Только бедный Икар каучуковым шлемом оброс.

На Олимпе снега. Тростниковая песнь отрыдала,

Но не прервана цепь окрыляющих метаморфоз!»

Ветер отдал тебя. Не унес, не умчал, не обидел.

Крылья падают платьем. Опять возвратились глаза.

Возвращается голос.
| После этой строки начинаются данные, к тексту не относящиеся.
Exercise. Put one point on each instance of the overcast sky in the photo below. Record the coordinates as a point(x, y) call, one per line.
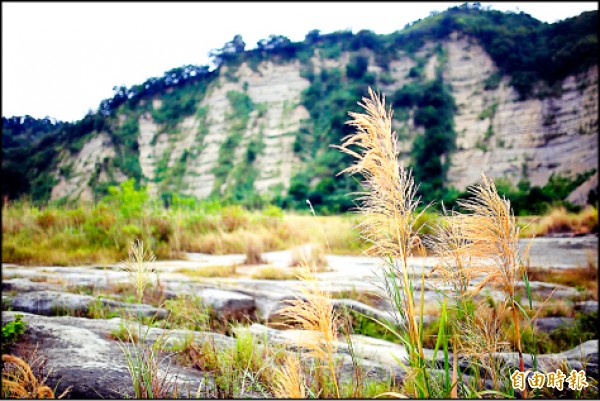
point(61, 59)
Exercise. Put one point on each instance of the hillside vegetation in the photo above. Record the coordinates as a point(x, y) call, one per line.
point(337, 68)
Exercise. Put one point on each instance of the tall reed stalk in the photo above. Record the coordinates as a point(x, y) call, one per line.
point(390, 219)
point(493, 234)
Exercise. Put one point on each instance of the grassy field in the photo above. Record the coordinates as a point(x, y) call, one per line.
point(478, 249)
point(102, 233)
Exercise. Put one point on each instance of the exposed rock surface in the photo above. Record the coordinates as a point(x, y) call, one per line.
point(81, 356)
point(51, 303)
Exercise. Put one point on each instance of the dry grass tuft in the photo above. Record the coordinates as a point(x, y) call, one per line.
point(273, 273)
point(290, 381)
point(139, 266)
point(388, 206)
point(313, 311)
point(493, 234)
point(491, 231)
point(254, 250)
point(18, 380)
point(210, 271)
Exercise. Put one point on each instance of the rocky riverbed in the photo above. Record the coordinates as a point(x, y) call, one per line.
point(81, 352)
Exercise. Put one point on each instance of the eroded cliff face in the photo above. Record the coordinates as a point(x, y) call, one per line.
point(75, 172)
point(496, 133)
point(275, 89)
point(505, 137)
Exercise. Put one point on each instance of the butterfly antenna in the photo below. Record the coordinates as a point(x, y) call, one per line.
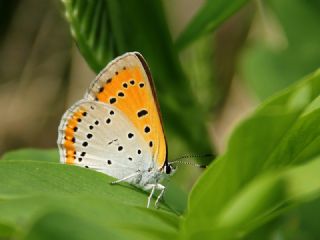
point(195, 156)
point(178, 160)
point(188, 163)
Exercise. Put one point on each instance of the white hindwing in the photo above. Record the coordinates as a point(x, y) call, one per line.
point(106, 141)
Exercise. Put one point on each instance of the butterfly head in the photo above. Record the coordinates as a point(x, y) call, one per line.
point(169, 169)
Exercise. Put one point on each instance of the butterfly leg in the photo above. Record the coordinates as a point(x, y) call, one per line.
point(126, 178)
point(152, 187)
point(161, 188)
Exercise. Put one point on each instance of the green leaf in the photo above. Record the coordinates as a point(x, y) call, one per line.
point(6, 230)
point(63, 216)
point(51, 155)
point(282, 134)
point(207, 19)
point(90, 26)
point(26, 178)
point(271, 66)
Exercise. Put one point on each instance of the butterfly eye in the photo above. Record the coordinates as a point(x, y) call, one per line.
point(168, 169)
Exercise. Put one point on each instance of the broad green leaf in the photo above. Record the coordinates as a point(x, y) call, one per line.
point(271, 66)
point(282, 133)
point(174, 196)
point(90, 26)
point(207, 19)
point(6, 231)
point(97, 212)
point(26, 178)
point(51, 155)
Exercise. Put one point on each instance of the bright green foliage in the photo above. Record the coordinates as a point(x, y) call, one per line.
point(261, 171)
point(269, 66)
point(90, 26)
point(207, 19)
point(33, 154)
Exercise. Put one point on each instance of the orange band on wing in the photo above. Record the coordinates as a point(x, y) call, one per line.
point(71, 127)
point(128, 91)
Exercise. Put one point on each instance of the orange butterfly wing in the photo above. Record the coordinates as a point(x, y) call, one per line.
point(126, 83)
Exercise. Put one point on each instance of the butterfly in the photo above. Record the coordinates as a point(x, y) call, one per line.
point(117, 128)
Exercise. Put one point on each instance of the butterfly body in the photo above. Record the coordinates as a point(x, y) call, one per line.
point(117, 129)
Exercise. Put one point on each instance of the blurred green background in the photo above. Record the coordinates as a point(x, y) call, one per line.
point(213, 62)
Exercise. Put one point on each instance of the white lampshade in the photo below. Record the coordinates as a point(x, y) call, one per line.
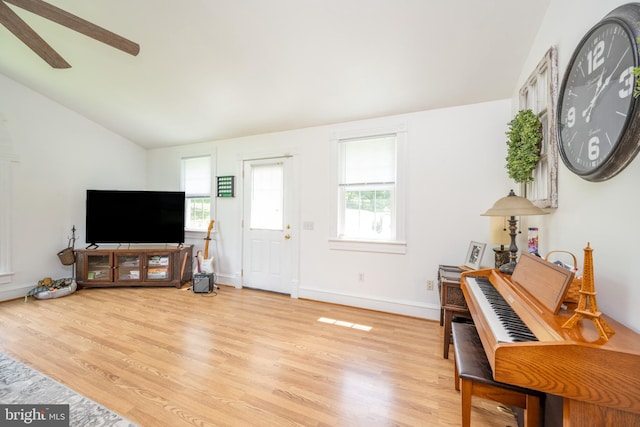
point(513, 205)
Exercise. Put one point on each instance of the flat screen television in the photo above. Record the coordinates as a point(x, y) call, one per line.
point(116, 216)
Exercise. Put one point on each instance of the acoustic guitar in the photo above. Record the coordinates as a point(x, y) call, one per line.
point(204, 264)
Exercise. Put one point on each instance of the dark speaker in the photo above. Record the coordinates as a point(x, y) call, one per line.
point(202, 283)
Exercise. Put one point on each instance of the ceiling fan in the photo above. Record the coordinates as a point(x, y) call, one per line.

Запомни же имя: Овидий.

Это римский поэт, это бронзовых строк голоса.

* Статуя в Ватикане.

    

ЭНЕЙ И СИВИЛЛА (ИЗ ОВИДИЯ) 

Из подземного царства Эней возвращался с сивиллой.

Путь обратный, опасный во тьме совершали они.

У своей провожатой Эней вопросил благодарный:

«Ты богиня иль только любимица вечных богов?»

В знак признательности за свидание с тенями предков

Обещал он воздвигнуть сивилле на родине храм,

Но, глубоко вздохнув, отвечала сивилла печально,

Чтобы доблестный муж за богиню ее не считал.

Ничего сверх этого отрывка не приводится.